Sampling Techniques and Misuses of Statistics
- Statistics is a field of Mathematics interested in data.
- Collection
- Organization
- Analysis
- Interpretation
- Presentation
- This field has skyrocketed recently
- Data driven decision making
- Data analytic
- Data science
- Statistics is the art and science of gathering, analyzing, and making inferences from numerical information obtained in an experiment.
- An experiment is a controlled operation that yields a set of results.
- Descriptive statistics is concerned with collecting, organizing, and analyzing data.
- Inferential statistics is concerned with making generalization or predictions from the data collected.
- A statistician is interested in describing a population based on a sampling.
- A population is the universal set for a given study.
- A sample is a subset of the population, hopefully representative of the population.
- Sampling
- There are a number of reasons we can not examine an entire population
- It might not be possible:
- I would like to know what percent of the stars in the universe are larger than our sun.
- It might be possible but very expensive
- I would like to know what portion of the tick population in Erie County are infected with the bacteria that causes Lyme Disease
- Can I collect and test all of them?
- It might destroy the thing I want to know about
- I would like to know what portion of the bags of potato chips at a factory contain a burnt chip.
- If I open every bag, I won't have anything left to sell.
- The goal is sampling is to obtain an unbiased sample
- This is a sample where every item in the population has an equally likely chance of being selected.
- Sampling Techniques
- I would like to build a new Student Activity Center
- I want students to vote to pay a fee to fund this center.
- It will be filled with game opportunities
- Laser Tag
- Escape Rooms
- Computer Game Center
- To support this, I want to do a study of interest by conducting a poll.
- Biased Sampling
- Find the items to prove your point and select these.
- Absolutely worthless
- For my activity center, I will find 100 students who support this and ask their opinions on the center.
- Random Sampling
- Select items randomly from a population.
- Assign each a random id number
- Select from those id numbers.
- For my activity center, I will select 100 ids at random from the list of all active student id numbers..
- This is the gold standard of sampling.
- Systematic Sampling
- Start at some random point and select every nth item
- Probably best in some type of assembly line situation
- Select every 50th bag of potato chips and test for burnt chips.
- Can be problematic if I have 5 machines that bag chips.
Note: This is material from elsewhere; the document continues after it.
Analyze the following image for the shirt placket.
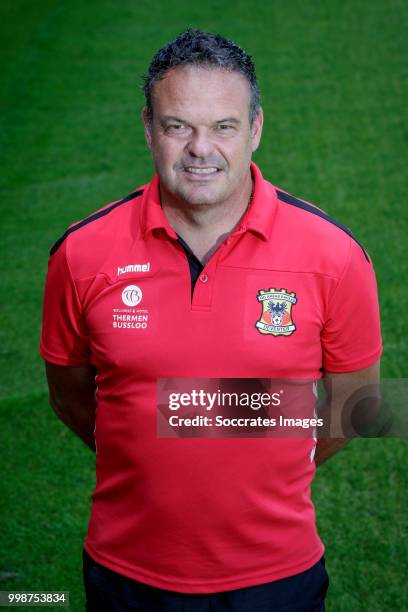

Why?
- For my activity center, I will:
- List the student population by banner id in order
- Divide the student population by 100 -> k
- Select a value between 1 and k to start
- Select ids at k, 2k, 3k, ... (there will be 100)
- Cluster Sampling or Area Sampling
- Divide an area into groups or sections.
- Usually based on physical proximity.
- Select a number of these groups
- Sample the selected groups, either fully or using another technique.
- Example 1: Select a number of cases of potato chips produced on a given day, then randomly sample 5 bags from each to see how many contain burnt chips.
- Example 2: Select 100 city blocks at random in Erie then survey every household in those selected blocks.
- For my activity center, I will:
- Select 10 classrooms from all classrooms in use at 2:00 on Monday.
- Select 10 people at random to survey
- Stratified Sampling
- When you know the population is broken into different categories
- Select a representative sample from each strata.
- Erie County PA has the following political mix
- 55% Democrat
- 34% Republican
- 11% Other
- So conduct a poll and ask an opinion of the correct percentage of each group.
- For my activity center, I will:
- Divide the list of students at Edinboro into class rank.
- Find the percentage of each.
- Select that percent of students from each group to survey.
- Convenience Sampling
- Pick whoever is handy.
- Ask the first 100 people you encounter
- In the Student Center Lower Level
- In the Library
- In McComb Field House
- In the Science and Health Professions Living Learning Floor
- In the parking lot.
- Misuse of statistics
- Make sure you know the sampling technique involved.
- Look out for biased experiments
- Are you still cheating on your exams?
- Look out for poorly constructed experiments
- Ambiguous terms: who is the biggest store?
- Misuse of Graphs
- Look how great the stock marked did Friday
-
- Or how poorly it did last week
-
- Or the last five years
-
- In general with graphs
- Show the full extent of the y axis.
- Make sure circle graphs sum to 100% only
- As you double 2d items, area is x4.
- As you double 3d items, volume is x8.